The emphasis on ICT solutions providers to deliver public and private sector organisations with training, advice and up to date digital technology has never been greater based on new research from Virgin Media O2 Business and Censuswide.
The research highlights a loss of talent, a lack of tech training and recruitment struggles are combining to create a digital skills gap in UK workplaces which could worsen as businesses begin to roll back technology introduced during the Covid-19 pandemic.
55% of employees questioned said their organisation is suffering from a skills shortage and 83% of these are worried about the impact this could have, adding to other challenges organisations and employees alike face amidst the cost-of-living crisis.
35% of workers report that skilled colleagues have left and that their replacements lack the right digital expertise, 36% say that their organisation rarely provides digital training, while 32% highlighted not being able to recruit staff with the necessary competencies at all.
The research suggests on average half of organisations that introduced new technologies during Covid-19 lockdowns are planning to revert to pre-pandemic practices. And 50% of employees say that rolling back these tech advances would make them more likely to resign: a clear warning sign that reversing the UK’s digital transformation could exacerbate the skills crisis.
When it comes to technology, 48% of employees said that poor business equipment and software could be enough to make them resign within the next six months. 43% of employees are regularly frustrated by either the quality or lack of business technology available to them when they’re working, while 35% feel that outdated tech is negatively impacting their performance. The majority of employees (81%) also say that technology is important in helping them stay engaged and happy at work.
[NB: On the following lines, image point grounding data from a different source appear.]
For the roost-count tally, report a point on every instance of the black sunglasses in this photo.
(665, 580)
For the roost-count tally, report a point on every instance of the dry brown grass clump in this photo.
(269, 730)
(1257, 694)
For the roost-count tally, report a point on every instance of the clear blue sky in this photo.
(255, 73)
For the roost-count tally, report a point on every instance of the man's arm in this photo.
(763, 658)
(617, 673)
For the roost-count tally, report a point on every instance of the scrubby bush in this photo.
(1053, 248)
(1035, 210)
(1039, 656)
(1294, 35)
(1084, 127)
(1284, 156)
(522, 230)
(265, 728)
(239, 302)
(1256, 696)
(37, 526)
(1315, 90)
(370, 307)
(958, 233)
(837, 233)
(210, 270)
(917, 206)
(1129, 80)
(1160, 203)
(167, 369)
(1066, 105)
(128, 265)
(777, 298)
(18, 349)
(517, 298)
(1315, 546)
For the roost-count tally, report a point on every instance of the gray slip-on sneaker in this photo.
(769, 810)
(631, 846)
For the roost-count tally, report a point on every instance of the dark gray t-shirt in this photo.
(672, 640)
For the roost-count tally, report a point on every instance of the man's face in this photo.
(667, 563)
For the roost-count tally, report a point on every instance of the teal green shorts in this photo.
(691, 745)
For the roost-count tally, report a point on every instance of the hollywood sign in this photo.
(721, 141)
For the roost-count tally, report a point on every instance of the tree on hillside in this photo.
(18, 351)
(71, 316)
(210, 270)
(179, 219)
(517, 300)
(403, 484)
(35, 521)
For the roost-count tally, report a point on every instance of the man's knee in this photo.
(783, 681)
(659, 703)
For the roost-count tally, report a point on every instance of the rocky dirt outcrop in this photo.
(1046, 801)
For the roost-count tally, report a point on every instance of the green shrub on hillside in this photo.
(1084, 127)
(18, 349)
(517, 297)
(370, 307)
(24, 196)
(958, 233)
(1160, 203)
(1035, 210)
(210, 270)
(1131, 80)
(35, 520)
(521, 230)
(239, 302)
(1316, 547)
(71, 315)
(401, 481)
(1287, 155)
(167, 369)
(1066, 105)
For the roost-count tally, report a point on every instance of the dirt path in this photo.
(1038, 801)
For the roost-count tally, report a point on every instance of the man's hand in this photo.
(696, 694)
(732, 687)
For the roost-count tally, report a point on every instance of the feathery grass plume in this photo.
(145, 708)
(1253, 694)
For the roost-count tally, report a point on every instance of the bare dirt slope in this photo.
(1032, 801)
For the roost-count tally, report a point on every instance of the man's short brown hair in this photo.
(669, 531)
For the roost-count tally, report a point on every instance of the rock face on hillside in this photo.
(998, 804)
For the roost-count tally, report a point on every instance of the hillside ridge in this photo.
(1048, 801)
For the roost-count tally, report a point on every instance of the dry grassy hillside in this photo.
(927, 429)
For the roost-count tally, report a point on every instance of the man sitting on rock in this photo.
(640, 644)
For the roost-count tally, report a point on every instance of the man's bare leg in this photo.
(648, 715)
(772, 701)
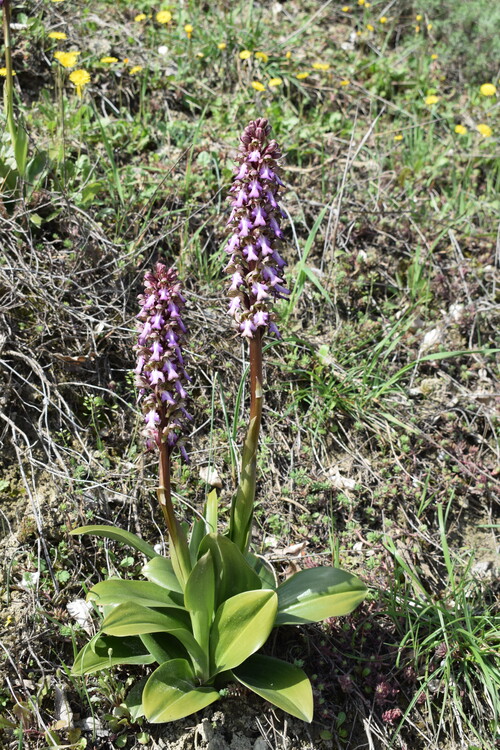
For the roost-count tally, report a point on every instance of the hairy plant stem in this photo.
(178, 541)
(240, 530)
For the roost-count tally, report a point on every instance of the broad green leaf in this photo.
(118, 591)
(242, 625)
(233, 574)
(318, 593)
(133, 619)
(104, 651)
(125, 537)
(264, 570)
(161, 571)
(199, 597)
(170, 693)
(163, 646)
(278, 682)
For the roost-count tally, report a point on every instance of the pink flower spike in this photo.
(247, 328)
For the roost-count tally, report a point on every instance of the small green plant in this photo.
(205, 611)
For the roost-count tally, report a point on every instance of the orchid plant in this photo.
(203, 612)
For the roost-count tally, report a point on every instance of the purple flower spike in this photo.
(255, 232)
(160, 372)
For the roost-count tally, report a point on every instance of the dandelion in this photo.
(255, 263)
(79, 79)
(484, 129)
(67, 59)
(164, 16)
(488, 89)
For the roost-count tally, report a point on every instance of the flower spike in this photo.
(160, 373)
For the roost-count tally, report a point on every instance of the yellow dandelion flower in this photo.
(79, 79)
(484, 129)
(67, 59)
(262, 56)
(164, 16)
(488, 89)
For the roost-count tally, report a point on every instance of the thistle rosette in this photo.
(256, 235)
(160, 373)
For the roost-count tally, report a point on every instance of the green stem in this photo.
(9, 78)
(240, 527)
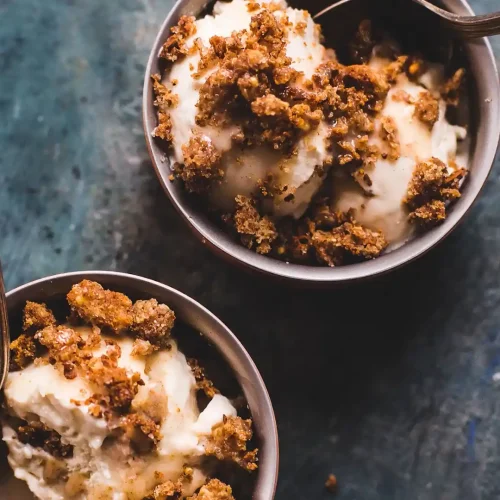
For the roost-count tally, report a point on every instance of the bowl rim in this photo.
(233, 352)
(234, 252)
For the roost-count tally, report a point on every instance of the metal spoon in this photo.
(4, 333)
(464, 26)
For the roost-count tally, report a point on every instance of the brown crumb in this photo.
(22, 352)
(115, 389)
(253, 6)
(143, 433)
(300, 28)
(37, 316)
(142, 348)
(214, 490)
(65, 348)
(429, 215)
(427, 109)
(38, 435)
(164, 100)
(202, 382)
(451, 89)
(348, 239)
(228, 441)
(152, 321)
(168, 491)
(201, 167)
(175, 47)
(255, 230)
(402, 96)
(104, 308)
(430, 188)
(389, 134)
(431, 180)
(331, 483)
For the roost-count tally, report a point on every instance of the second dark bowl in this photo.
(486, 131)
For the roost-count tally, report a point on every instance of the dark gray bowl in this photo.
(190, 312)
(485, 130)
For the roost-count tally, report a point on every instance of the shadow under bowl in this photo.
(52, 290)
(484, 131)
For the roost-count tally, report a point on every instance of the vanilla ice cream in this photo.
(380, 206)
(244, 168)
(266, 124)
(117, 454)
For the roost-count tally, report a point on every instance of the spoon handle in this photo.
(467, 26)
(4, 332)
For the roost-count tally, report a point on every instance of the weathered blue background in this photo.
(388, 385)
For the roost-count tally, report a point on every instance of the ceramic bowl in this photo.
(189, 312)
(484, 128)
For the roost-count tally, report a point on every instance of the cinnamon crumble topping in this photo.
(348, 239)
(201, 167)
(255, 230)
(430, 188)
(104, 308)
(164, 100)
(143, 433)
(253, 90)
(228, 441)
(152, 322)
(37, 316)
(38, 435)
(134, 415)
(175, 46)
(22, 352)
(214, 490)
(389, 133)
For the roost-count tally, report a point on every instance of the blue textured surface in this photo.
(388, 385)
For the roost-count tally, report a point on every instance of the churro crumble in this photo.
(104, 406)
(269, 124)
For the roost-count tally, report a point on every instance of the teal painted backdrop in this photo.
(388, 385)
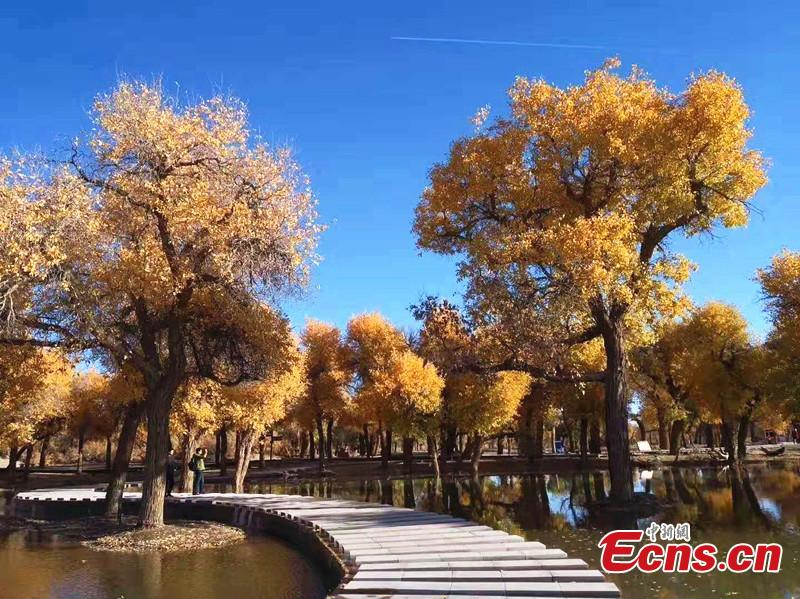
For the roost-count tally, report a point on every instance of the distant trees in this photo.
(169, 214)
(561, 213)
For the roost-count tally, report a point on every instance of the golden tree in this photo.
(195, 412)
(780, 283)
(372, 342)
(120, 249)
(561, 213)
(409, 392)
(255, 407)
(724, 371)
(86, 408)
(485, 405)
(35, 385)
(327, 374)
(126, 392)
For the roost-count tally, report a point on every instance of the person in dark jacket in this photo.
(172, 467)
(198, 466)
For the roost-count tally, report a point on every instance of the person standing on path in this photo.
(198, 466)
(172, 466)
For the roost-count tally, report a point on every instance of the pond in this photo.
(762, 504)
(32, 566)
(723, 506)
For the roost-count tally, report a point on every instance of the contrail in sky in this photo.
(455, 40)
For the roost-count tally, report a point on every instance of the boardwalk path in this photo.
(385, 551)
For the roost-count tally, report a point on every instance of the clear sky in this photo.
(368, 113)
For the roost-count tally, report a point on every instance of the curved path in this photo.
(384, 551)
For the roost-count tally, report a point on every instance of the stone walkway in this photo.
(397, 552)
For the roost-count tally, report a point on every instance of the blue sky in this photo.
(368, 114)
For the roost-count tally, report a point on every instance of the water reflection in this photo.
(724, 506)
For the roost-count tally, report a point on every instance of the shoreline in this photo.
(301, 470)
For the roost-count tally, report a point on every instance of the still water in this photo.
(723, 506)
(32, 566)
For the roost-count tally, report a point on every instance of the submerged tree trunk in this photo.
(122, 458)
(619, 458)
(246, 439)
(43, 452)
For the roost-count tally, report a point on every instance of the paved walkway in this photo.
(398, 552)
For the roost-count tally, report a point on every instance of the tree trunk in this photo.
(663, 430)
(642, 430)
(619, 457)
(321, 443)
(584, 438)
(28, 458)
(13, 456)
(437, 473)
(246, 439)
(675, 435)
(223, 451)
(386, 449)
(122, 458)
(537, 451)
(744, 429)
(450, 436)
(108, 453)
(43, 452)
(303, 443)
(237, 450)
(475, 454)
(367, 441)
(157, 409)
(408, 453)
(595, 444)
(81, 441)
(729, 435)
(708, 431)
(189, 447)
(329, 438)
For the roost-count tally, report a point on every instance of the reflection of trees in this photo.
(408, 493)
(747, 504)
(534, 505)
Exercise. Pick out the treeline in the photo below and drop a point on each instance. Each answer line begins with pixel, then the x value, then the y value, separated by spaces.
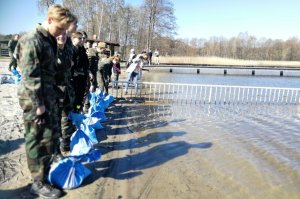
pixel 115 21
pixel 153 25
pixel 243 46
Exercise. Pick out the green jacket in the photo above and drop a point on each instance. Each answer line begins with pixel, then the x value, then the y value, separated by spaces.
pixel 37 57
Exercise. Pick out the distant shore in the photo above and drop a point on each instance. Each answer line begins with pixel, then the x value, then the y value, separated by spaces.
pixel 216 62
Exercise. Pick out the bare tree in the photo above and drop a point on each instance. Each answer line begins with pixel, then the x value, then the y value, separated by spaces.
pixel 43 5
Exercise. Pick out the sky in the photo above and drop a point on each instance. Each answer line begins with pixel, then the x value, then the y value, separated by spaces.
pixel 274 19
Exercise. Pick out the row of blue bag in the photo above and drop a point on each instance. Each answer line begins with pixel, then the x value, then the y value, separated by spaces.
pixel 69 172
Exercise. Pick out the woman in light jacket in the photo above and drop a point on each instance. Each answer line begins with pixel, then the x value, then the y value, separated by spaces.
pixel 134 70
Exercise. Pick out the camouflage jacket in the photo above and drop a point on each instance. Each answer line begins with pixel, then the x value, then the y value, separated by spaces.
pixel 37 57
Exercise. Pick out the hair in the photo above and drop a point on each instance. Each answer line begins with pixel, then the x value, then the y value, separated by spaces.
pixel 84 34
pixel 116 58
pixel 61 14
pixel 76 35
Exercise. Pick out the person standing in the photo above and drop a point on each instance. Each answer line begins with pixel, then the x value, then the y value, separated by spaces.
pixel 156 54
pixel 150 57
pixel 132 55
pixel 11 49
pixel 80 71
pixel 134 70
pixel 66 95
pixel 93 63
pixel 104 65
pixel 116 69
pixel 37 57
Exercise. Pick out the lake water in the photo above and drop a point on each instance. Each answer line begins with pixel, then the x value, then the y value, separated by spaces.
pixel 256 148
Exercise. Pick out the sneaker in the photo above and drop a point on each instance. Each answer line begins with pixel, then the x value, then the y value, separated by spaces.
pixel 44 190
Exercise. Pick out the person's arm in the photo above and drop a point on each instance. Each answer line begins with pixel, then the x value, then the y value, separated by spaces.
pixel 10 50
pixel 31 74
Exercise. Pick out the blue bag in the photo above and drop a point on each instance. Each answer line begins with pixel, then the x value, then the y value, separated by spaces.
pixel 100 115
pixel 91 156
pixel 80 143
pixel 68 173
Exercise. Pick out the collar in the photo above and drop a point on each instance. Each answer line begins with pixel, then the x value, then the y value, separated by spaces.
pixel 42 30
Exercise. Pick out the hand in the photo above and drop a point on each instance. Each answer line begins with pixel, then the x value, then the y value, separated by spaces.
pixel 91 76
pixel 40 110
pixel 41 119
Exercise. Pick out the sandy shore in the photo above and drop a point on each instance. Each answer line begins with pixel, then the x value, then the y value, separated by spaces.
pixel 147 155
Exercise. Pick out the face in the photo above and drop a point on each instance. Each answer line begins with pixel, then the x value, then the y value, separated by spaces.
pixel 56 28
pixel 17 37
pixel 61 39
pixel 73 27
pixel 83 39
pixel 77 41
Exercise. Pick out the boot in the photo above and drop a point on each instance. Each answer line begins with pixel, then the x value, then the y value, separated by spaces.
pixel 45 190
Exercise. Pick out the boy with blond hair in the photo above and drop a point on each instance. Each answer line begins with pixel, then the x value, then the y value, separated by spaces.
pixel 37 57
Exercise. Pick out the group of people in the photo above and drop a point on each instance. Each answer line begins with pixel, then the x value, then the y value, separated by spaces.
pixel 59 68
pixel 58 73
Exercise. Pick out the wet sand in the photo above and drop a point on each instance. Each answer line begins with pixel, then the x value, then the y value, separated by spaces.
pixel 147 154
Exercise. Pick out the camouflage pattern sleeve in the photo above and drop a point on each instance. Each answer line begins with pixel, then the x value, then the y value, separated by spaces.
pixel 31 72
pixel 9 45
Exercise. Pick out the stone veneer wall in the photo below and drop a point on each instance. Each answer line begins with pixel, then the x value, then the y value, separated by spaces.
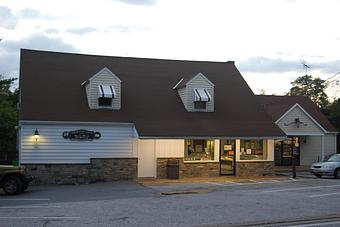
pixel 254 168
pixel 187 170
pixel 100 169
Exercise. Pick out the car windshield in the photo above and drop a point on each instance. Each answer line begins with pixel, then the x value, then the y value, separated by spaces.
pixel 334 158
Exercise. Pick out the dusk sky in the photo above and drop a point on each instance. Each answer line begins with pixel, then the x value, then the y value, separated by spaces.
pixel 267 39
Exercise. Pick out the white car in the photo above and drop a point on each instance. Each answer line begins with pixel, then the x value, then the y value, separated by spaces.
pixel 331 167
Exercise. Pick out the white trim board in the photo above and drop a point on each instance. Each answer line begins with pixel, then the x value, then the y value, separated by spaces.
pixel 204 77
pixel 72 123
pixel 305 112
pixel 100 72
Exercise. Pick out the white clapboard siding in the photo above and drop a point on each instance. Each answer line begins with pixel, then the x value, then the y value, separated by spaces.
pixel 310 151
pixel 330 144
pixel 116 141
pixel 167 148
pixel 309 129
pixel 188 97
pixel 104 77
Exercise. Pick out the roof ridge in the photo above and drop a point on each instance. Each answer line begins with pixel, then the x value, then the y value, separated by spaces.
pixel 123 57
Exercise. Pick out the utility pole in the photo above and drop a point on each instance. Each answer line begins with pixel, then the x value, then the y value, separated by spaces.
pixel 304 64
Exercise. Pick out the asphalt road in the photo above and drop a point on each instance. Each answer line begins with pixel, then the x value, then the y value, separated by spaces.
pixel 285 202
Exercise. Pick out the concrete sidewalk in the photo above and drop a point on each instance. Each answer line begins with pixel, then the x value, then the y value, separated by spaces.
pixel 223 179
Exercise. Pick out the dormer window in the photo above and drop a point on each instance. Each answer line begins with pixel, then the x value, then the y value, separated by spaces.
pixel 106 93
pixel 196 93
pixel 200 105
pixel 202 95
pixel 103 90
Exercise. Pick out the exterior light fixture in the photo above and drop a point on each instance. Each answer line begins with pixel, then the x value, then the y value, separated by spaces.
pixel 36 135
pixel 296 122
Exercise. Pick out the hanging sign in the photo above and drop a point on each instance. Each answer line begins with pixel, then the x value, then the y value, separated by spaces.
pixel 81 134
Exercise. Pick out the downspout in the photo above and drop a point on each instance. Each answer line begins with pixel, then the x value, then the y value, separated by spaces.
pixel 322 148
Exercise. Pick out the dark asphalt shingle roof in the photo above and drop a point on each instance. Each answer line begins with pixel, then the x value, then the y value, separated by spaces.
pixel 276 106
pixel 51 90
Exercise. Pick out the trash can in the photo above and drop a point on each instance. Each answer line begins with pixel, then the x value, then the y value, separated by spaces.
pixel 172 169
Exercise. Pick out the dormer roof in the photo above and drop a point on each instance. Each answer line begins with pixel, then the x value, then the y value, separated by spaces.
pixel 187 79
pixel 148 100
Mike Smith, Large Enterprise & Public Sector Director at Virgin Media O2 Business, commented: “Our research shows that technology could be the tipping point for many. From concerns about digital skills shortages to outdated tech holding them back at work, the nation’s employees are ready to vote with their feet: and a decision to revert to pre-Covid technologies could see one in two leave their post in the next six months.”
Frequent training programmes are high up the list of for employees too. 47% would be happier in their roles if digital training were provided, while 42% would be less likely to change jobs, meaning that investment in learning and development is now an imperative for organisations.
The research also confirmed that hybrid working policies - greater choice in where, when, and how people work - remain critical to talent attraction and retention. When asked about their priorities when searching for a new role, 42% said having clear hybrid working policies in place would make an employer more attractive, while 44% of professionals identified career development opportunities. These findings reinforce the need to invest in the digital technologies that make hybrid working practices possible and empower employees to fulfil their career potential.
Of these technologies, employees said that digital collaboration tools such as Teams and Zoom, document management tools like eSignature software and connectivity applications, solutions and infrastructure are best placed to increase their productivity.
“By stepping up investment in technology to help everyone work smarter, backed by the right digital training, both private and public sectors have an opportunity to improve the employee experience and boost outputs at the same time,” said Smith. “Our research shows that employees rate connectivity infrastructure and hybrid working tools as key for improving their productivity and happiness at work.
“It’s clear that now is not the time to row back on the digital transformation the UK has made over the past three years,” he added.